There are a few things that are worse than being unemployed right now, one of which is being unemployed and having your sensitive personal data exposed online. According to multiple reports from Chicago-based news outlets, the Illinois Department of Employment Security (IDES) has exposed the personal information of an undisclosed number of individuals who had applied onto the state’s system for unemployment claims. As the Democratic Gov. J.B. Pritzker confirmed, there was a glitch in the system that led to the exposure of data, albeit for a very brief period of time.

Pritzker has been on the receiving end of numerous complaints from Illinois citizens during the past few months, as the pandemic crisis has found the state’s systems entirely unprepared. The platform that was meant to receive the unemployment claims was very frequently overwhelmed by the traffic and went offline. At the same time, the agency staff that was expected to handle these applications was not of a sufficient number to carry out the task. The state officials tried to respond to these problems by contracting a private firm that built a new system with additional capabilities and greater capacity. This project was done hastily as it is proven now, resulting in a massive data breach.
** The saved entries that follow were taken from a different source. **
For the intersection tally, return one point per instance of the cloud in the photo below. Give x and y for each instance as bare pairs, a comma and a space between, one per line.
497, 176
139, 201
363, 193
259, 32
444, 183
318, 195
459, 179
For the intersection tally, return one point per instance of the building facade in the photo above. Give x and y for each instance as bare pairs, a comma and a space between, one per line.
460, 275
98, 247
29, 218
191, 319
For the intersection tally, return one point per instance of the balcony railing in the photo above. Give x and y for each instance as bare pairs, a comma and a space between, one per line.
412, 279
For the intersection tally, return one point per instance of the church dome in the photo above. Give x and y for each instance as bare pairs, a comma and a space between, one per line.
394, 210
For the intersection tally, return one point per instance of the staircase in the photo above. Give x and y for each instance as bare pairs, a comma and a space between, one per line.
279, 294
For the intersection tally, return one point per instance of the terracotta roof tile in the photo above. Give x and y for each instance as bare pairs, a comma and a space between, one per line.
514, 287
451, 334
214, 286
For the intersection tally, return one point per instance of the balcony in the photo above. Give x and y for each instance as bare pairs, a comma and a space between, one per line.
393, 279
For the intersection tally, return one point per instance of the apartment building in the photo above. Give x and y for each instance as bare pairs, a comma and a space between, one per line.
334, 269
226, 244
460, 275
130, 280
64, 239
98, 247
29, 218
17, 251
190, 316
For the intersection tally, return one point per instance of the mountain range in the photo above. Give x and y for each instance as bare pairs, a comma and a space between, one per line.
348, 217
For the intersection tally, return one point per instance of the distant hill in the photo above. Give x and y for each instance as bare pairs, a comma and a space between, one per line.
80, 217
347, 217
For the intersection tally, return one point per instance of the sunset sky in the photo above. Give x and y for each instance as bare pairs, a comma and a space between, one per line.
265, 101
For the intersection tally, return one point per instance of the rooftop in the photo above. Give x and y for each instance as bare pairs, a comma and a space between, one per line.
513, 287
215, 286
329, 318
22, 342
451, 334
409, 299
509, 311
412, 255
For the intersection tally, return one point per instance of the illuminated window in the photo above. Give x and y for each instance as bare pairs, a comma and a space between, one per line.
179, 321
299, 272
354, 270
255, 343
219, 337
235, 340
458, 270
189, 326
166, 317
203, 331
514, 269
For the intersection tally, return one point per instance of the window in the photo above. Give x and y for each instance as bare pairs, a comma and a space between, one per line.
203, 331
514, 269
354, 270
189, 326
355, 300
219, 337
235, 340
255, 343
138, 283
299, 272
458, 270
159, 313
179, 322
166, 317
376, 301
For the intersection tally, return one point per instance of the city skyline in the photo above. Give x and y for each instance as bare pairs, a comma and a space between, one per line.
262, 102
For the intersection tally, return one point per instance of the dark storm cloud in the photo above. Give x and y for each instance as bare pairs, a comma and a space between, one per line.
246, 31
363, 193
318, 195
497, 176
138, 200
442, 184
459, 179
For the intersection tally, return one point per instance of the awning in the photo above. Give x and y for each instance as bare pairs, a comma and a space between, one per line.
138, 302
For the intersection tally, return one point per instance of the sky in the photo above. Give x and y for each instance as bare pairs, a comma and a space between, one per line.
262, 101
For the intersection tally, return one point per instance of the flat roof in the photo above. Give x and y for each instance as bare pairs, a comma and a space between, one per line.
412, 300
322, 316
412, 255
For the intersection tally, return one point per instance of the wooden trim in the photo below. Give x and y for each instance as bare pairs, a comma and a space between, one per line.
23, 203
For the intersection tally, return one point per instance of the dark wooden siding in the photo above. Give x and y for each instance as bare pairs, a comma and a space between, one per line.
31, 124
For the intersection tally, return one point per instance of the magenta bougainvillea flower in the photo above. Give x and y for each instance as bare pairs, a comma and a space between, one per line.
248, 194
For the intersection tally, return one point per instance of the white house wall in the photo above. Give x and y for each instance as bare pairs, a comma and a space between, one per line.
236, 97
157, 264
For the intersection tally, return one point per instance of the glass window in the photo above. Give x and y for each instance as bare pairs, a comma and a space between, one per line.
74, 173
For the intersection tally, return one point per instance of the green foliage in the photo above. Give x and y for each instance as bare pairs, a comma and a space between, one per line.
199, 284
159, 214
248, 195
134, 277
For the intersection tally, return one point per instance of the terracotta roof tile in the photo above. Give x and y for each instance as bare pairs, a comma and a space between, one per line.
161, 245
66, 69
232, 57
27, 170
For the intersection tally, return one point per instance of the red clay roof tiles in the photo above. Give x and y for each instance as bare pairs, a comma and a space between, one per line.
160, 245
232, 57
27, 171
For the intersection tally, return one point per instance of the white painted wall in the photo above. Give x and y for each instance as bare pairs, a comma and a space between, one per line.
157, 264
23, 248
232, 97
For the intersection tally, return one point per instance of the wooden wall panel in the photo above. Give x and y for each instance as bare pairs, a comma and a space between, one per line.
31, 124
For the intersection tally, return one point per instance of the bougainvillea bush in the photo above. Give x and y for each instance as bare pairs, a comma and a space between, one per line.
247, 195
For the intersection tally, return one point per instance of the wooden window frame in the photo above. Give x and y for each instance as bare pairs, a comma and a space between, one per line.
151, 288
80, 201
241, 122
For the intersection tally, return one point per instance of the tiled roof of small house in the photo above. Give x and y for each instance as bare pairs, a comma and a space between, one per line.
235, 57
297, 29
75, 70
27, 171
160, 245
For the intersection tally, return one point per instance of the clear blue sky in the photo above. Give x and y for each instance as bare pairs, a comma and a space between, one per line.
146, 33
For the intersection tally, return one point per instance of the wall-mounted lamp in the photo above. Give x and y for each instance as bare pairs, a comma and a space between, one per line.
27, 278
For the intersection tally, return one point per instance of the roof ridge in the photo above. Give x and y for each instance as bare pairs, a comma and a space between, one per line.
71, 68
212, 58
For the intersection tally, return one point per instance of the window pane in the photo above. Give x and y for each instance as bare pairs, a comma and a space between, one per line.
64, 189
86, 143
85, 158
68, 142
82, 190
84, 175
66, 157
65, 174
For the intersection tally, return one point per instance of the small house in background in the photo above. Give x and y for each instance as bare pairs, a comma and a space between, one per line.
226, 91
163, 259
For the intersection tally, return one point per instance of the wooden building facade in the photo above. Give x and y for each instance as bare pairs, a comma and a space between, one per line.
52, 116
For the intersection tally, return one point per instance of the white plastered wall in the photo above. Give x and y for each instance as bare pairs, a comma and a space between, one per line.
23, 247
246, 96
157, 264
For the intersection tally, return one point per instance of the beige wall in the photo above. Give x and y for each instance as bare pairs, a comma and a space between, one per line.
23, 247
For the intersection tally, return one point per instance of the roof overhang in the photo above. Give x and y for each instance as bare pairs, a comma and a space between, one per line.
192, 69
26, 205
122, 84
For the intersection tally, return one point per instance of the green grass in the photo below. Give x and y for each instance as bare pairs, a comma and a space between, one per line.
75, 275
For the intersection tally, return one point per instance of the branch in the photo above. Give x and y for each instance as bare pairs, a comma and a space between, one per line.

The information that a citizen is requested to provide when filing an unemployment claim includes full names, physical addresses, email addresses, bank account details, IDs, social security numbers, and maybe even more. Thus, the people who have been exposed are now running the risk of getting phished, scammed, or fall victims to identity theft actors. While no official numbers were provided to the media, there must be at least a million people who have submitted their unemployment claim requests on the system between March 1 and May 2, 2020.

At the moment, there’s a full-blown investigation going on to help figure out exactly what caused the security incident as well as how many people (and who) were impacted. Since the investigation is still ongoing, the IDES is not yet in a position to provide any further clarifications or technical details. However, the first report of this data having leaked online comes from last week, and proving screenshots are already circulating online. That said, there is no time margin for the authorities to inform the citizens as the data is already out there. Over the weekend, State Rep. Terri Bryant sent a letter to the governor’s office, urging them to answer the following four questions immediately:

1. Is IDES aware of any potential data breach involving the personal information of thousands of Illinoisans that have applied for unemployment?
2. Is Governor Pritzker or his staff aware of any potential breach involving the personal information of thousands of Illinoisans that have applied for unemployment?
3. How long was the personal information of unemployment applicants available for other applicants to see?
4. Has the problem been resolved? Is there any possibility that thousands of Illinoisans that have applied for unemployment assistance through the IDES website have had their identity compromised?

For now, the above questions remain unanswered, but pressure from the media, people, and other political persons is mounting.